I expect him to fire close to 75%. He couldn’t get the funding he needed. Running twitter lean will be essential to paying off acquisition debt. And a lot of people think these tech shops are bloated.

The really hard part is figuring out which 75% to fire. Twitter can certainly be run very lean if you clear all the deadwood and you keep everyone who actually has the implicit knowledge required to run the whole thing, but all the employees are trying to convince you that they're the ones who are very important, we'll have to see if Musk manages to correctly pick the people to keep. It doesn't help that social media companies are especially vulnerable to downtime. If your fishing company gets a 2-month period of downtime while they figure out how to slim down, no problem, you just lose 2 month's revenue, the fish will still be there waiting, but twitter's users will move on to other things after any sort of prolonged downtime.

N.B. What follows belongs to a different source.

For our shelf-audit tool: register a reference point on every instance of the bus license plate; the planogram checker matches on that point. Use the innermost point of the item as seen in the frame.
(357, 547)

there is absolutely no way twitter would have downtime. I am sure a transition plan is already in place and there is enough redundancy that the site will still be up even if important people quit. The last people to be fired would be those whose job it is to keep the site up.

Two months won't happen. But there's probably zero people at Twitter that know the entire stack, and probably about 1-2 people per team that know their team's domain well enough to quickly diagnose and recover from outages.

Some of those teams manage things that the entire rest of the site depends on to stay up. What may have been a 10 minute outage with the right people available to fix the issue could become an hours long outage as people with less skill and experience struggle to even root cause the problem.